# Thread: Venn Diagram and sets

1. ## Venn Diagram and sets

Hey guys having trouble with the practice problem.

There are 20 students in an introductory music class. 9 students can play the piano and 4 students can play guitar. If 3 students can play both guitar and piano, then how many students can play neither instrument? justify answer by making some sets and cardinalitys.

Would it be something like:

Only Piano: {9}
Only Guitar: {4}
Guitar & Piano {3}, would i have to remove 2 from piano group and 1 from guitar group to get the final neither group? Bit confused!

Thanks.

2. Originally Posted by jvignacio
Hey guys having trouble with the practice problem.

There are 20 students in an introductory music class. 9 students can play the piano and 4 students can play guitar. If 3 students can play both guitar and piano, then how many students can play neither instrument? justify answer by making some sets and cardinalitys.
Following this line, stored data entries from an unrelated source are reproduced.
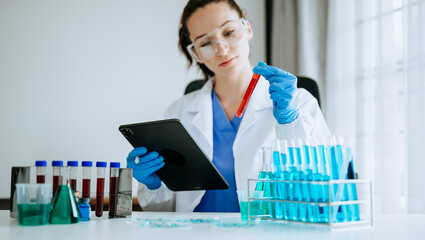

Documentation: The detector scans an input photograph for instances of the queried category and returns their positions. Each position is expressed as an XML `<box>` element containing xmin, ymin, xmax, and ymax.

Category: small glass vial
<box><xmin>52</xmin><ymin>160</ymin><xmax>63</xmax><ymax>195</ymax></box>
<box><xmin>81</xmin><ymin>161</ymin><xmax>93</xmax><ymax>199</ymax></box>
<box><xmin>67</xmin><ymin>161</ymin><xmax>78</xmax><ymax>192</ymax></box>
<box><xmin>79</xmin><ymin>198</ymin><xmax>91</xmax><ymax>221</ymax></box>
<box><xmin>95</xmin><ymin>161</ymin><xmax>107</xmax><ymax>217</ymax></box>
<box><xmin>109</xmin><ymin>162</ymin><xmax>120</xmax><ymax>218</ymax></box>
<box><xmin>35</xmin><ymin>160</ymin><xmax>47</xmax><ymax>184</ymax></box>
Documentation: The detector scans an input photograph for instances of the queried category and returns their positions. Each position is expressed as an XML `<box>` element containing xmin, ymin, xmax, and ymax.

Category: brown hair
<box><xmin>178</xmin><ymin>0</ymin><xmax>245</xmax><ymax>81</ymax></box>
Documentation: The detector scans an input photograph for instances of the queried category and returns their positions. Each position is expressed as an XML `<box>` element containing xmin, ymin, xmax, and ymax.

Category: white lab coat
<box><xmin>137</xmin><ymin>76</ymin><xmax>331</xmax><ymax>212</ymax></box>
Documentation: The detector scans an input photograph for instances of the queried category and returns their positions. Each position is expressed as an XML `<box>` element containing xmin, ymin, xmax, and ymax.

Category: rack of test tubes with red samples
<box><xmin>16</xmin><ymin>160</ymin><xmax>133</xmax><ymax>221</ymax></box>
<box><xmin>247</xmin><ymin>137</ymin><xmax>372</xmax><ymax>232</ymax></box>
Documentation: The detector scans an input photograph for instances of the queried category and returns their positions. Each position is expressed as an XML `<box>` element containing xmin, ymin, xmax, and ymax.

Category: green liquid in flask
<box><xmin>50</xmin><ymin>185</ymin><xmax>80</xmax><ymax>224</ymax></box>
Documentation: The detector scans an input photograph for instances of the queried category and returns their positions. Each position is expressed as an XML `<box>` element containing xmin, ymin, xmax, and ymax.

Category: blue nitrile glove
<box><xmin>126</xmin><ymin>147</ymin><xmax>165</xmax><ymax>190</ymax></box>
<box><xmin>253</xmin><ymin>61</ymin><xmax>299</xmax><ymax>124</ymax></box>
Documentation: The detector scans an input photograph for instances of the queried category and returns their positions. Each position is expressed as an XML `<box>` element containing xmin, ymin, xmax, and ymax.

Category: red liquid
<box><xmin>70</xmin><ymin>179</ymin><xmax>77</xmax><ymax>192</ymax></box>
<box><xmin>53</xmin><ymin>175</ymin><xmax>60</xmax><ymax>195</ymax></box>
<box><xmin>109</xmin><ymin>176</ymin><xmax>119</xmax><ymax>218</ymax></box>
<box><xmin>95</xmin><ymin>178</ymin><xmax>105</xmax><ymax>217</ymax></box>
<box><xmin>82</xmin><ymin>178</ymin><xmax>91</xmax><ymax>199</ymax></box>
<box><xmin>236</xmin><ymin>73</ymin><xmax>261</xmax><ymax>118</ymax></box>
<box><xmin>37</xmin><ymin>175</ymin><xmax>45</xmax><ymax>184</ymax></box>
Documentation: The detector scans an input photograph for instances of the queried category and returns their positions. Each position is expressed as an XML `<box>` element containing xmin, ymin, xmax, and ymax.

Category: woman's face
<box><xmin>186</xmin><ymin>2</ymin><xmax>253</xmax><ymax>77</ymax></box>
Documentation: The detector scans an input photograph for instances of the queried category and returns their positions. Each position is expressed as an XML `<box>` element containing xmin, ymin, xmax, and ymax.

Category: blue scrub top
<box><xmin>194</xmin><ymin>90</ymin><xmax>242</xmax><ymax>212</ymax></box>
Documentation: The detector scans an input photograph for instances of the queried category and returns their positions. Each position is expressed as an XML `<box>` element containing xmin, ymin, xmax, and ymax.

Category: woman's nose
<box><xmin>215</xmin><ymin>41</ymin><xmax>229</xmax><ymax>56</ymax></box>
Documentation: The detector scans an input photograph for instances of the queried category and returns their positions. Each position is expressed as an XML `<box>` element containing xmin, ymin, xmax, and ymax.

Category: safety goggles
<box><xmin>187</xmin><ymin>18</ymin><xmax>249</xmax><ymax>62</ymax></box>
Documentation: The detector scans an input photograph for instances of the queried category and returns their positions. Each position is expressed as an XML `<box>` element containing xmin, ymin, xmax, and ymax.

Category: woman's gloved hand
<box><xmin>253</xmin><ymin>61</ymin><xmax>299</xmax><ymax>124</ymax></box>
<box><xmin>126</xmin><ymin>147</ymin><xmax>165</xmax><ymax>190</ymax></box>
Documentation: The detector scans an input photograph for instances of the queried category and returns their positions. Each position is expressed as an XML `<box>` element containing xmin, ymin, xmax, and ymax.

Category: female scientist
<box><xmin>127</xmin><ymin>0</ymin><xmax>330</xmax><ymax>212</ymax></box>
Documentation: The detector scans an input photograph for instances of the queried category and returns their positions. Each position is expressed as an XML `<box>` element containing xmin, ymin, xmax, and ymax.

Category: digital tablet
<box><xmin>119</xmin><ymin>118</ymin><xmax>229</xmax><ymax>191</ymax></box>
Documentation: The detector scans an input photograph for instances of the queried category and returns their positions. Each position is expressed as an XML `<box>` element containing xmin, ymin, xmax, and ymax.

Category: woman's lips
<box><xmin>219</xmin><ymin>57</ymin><xmax>236</xmax><ymax>67</ymax></box>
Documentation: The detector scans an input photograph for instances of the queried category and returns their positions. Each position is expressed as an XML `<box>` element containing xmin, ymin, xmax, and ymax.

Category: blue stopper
<box><xmin>67</xmin><ymin>161</ymin><xmax>79</xmax><ymax>167</ymax></box>
<box><xmin>110</xmin><ymin>162</ymin><xmax>120</xmax><ymax>168</ymax></box>
<box><xmin>35</xmin><ymin>160</ymin><xmax>47</xmax><ymax>167</ymax></box>
<box><xmin>82</xmin><ymin>161</ymin><xmax>93</xmax><ymax>167</ymax></box>
<box><xmin>52</xmin><ymin>160</ymin><xmax>63</xmax><ymax>167</ymax></box>
<box><xmin>96</xmin><ymin>161</ymin><xmax>107</xmax><ymax>168</ymax></box>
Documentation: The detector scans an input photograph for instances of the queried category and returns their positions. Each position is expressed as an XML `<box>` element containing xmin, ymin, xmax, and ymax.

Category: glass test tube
<box><xmin>67</xmin><ymin>161</ymin><xmax>78</xmax><ymax>192</ymax></box>
<box><xmin>52</xmin><ymin>160</ymin><xmax>63</xmax><ymax>195</ymax></box>
<box><xmin>108</xmin><ymin>162</ymin><xmax>120</xmax><ymax>218</ymax></box>
<box><xmin>35</xmin><ymin>160</ymin><xmax>47</xmax><ymax>183</ymax></box>
<box><xmin>95</xmin><ymin>161</ymin><xmax>107</xmax><ymax>217</ymax></box>
<box><xmin>81</xmin><ymin>161</ymin><xmax>92</xmax><ymax>199</ymax></box>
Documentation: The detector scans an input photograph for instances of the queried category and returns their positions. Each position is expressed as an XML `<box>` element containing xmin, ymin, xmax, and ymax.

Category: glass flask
<box><xmin>49</xmin><ymin>166</ymin><xmax>81</xmax><ymax>224</ymax></box>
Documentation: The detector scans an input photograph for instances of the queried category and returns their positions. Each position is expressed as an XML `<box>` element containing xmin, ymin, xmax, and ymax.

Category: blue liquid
<box><xmin>79</xmin><ymin>202</ymin><xmax>91</xmax><ymax>221</ymax></box>
<box><xmin>256</xmin><ymin>171</ymin><xmax>274</xmax><ymax>217</ymax></box>
<box><xmin>319</xmin><ymin>175</ymin><xmax>330</xmax><ymax>222</ymax></box>
<box><xmin>272</xmin><ymin>152</ymin><xmax>287</xmax><ymax>220</ymax></box>
<box><xmin>346</xmin><ymin>151</ymin><xmax>360</xmax><ymax>221</ymax></box>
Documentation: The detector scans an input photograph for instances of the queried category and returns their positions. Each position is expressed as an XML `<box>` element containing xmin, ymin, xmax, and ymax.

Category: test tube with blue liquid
<box><xmin>327</xmin><ymin>136</ymin><xmax>350</xmax><ymax>223</ymax></box>
<box><xmin>300</xmin><ymin>139</ymin><xmax>320</xmax><ymax>223</ymax></box>
<box><xmin>271</xmin><ymin>139</ymin><xmax>286</xmax><ymax>219</ymax></box>
<box><xmin>286</xmin><ymin>139</ymin><xmax>301</xmax><ymax>221</ymax></box>
<box><xmin>337</xmin><ymin>137</ymin><xmax>360</xmax><ymax>222</ymax></box>
<box><xmin>255</xmin><ymin>148</ymin><xmax>273</xmax><ymax>217</ymax></box>
<box><xmin>260</xmin><ymin>146</ymin><xmax>276</xmax><ymax>218</ymax></box>
<box><xmin>313</xmin><ymin>138</ymin><xmax>331</xmax><ymax>223</ymax></box>
<box><xmin>294</xmin><ymin>139</ymin><xmax>308</xmax><ymax>222</ymax></box>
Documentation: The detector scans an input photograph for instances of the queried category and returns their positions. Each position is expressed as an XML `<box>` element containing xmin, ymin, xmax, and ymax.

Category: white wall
<box><xmin>0</xmin><ymin>0</ymin><xmax>265</xmax><ymax>198</ymax></box>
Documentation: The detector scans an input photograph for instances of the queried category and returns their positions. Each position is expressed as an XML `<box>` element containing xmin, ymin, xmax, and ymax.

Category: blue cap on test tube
<box><xmin>52</xmin><ymin>160</ymin><xmax>63</xmax><ymax>167</ymax></box>
<box><xmin>35</xmin><ymin>160</ymin><xmax>47</xmax><ymax>167</ymax></box>
<box><xmin>82</xmin><ymin>161</ymin><xmax>93</xmax><ymax>167</ymax></box>
<box><xmin>110</xmin><ymin>162</ymin><xmax>120</xmax><ymax>168</ymax></box>
<box><xmin>67</xmin><ymin>161</ymin><xmax>79</xmax><ymax>167</ymax></box>
<box><xmin>96</xmin><ymin>161</ymin><xmax>107</xmax><ymax>168</ymax></box>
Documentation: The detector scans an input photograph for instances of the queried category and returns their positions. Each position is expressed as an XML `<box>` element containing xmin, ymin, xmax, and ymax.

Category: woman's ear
<box><xmin>246</xmin><ymin>20</ymin><xmax>253</xmax><ymax>41</ymax></box>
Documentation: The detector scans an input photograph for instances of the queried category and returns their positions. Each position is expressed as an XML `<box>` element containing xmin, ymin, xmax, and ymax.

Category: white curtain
<box><xmin>271</xmin><ymin>0</ymin><xmax>329</xmax><ymax>101</ymax></box>
<box><xmin>326</xmin><ymin>0</ymin><xmax>425</xmax><ymax>214</ymax></box>
<box><xmin>273</xmin><ymin>0</ymin><xmax>425</xmax><ymax>213</ymax></box>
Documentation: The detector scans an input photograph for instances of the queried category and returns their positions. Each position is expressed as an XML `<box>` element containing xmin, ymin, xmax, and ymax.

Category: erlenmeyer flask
<box><xmin>50</xmin><ymin>166</ymin><xmax>81</xmax><ymax>224</ymax></box>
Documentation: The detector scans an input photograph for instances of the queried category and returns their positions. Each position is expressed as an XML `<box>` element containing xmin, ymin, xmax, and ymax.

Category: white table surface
<box><xmin>1</xmin><ymin>210</ymin><xmax>425</xmax><ymax>240</ymax></box>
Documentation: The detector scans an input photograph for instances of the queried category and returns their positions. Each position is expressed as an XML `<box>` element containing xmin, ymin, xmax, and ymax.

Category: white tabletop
<box><xmin>1</xmin><ymin>211</ymin><xmax>425</xmax><ymax>240</ymax></box>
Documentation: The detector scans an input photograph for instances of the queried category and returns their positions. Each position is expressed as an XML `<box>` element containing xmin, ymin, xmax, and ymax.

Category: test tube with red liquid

Would it be something like:

Only Piano: {9}
Only Guitar: {4}
Guitar & Piano {3}, would i have to remove 2 from piano group and 1 from guitar group to get the final neither group? Bit confused!

Thanks.
Hi jvignacio,

The students who play piano can be divided into two subsets,
those that play only piano, and those that play both guitar and piano.

Hence,

Only piano: {9-3}
Only guitar: (4-3}

The total subsets then are....

Only piano: {6}
Only guitar: {1}
Piano and guitar: {3}
Neither: {20-(6+1+3)}

3. Originally Posted by Archie Meade
Hi jvignacio,

The students who play piano can be divided into two subsets,
those that play only piano, and those that play both guitar and piano.

Hence,

Only piano: {9-3}
Only guitar: (4-3}

The total subsets then are....

Only piano: {6}
Only guitar: {1}
Piano and guitar: {3}
Neither: {20-(6+1+3)}
Thanks for that! now i understand! too easy

4. Hello, jvignacio!

Your title mentions a Venn diagram.
Did you make one?

There are 20 students in an introductory music class.
9 students can play the piano and 4 students can play guitar.
If 3 students can play both guitar and piano,
then how many students can play neither instrument?
Code:
      * - - - - - - - - - - - - - - - - - - - *
|                                       |
|       * - - - - - - - *               |
|       | Piano only    |               |
|       |     6         |               |
|       |       * - - - + - - - *       |
|       |       |  Both |       |       |
|       |       |   3   |       |       |
|       * - - - + - - - *       |       |
|               |        1      |       |
|               |   Guitar only |       |
|      10       * - - - - - - - *       |
|   Neither                             |
* - - - - - - - - - - - - - - - - - - - *

I hope you can see how the numbers are distributed.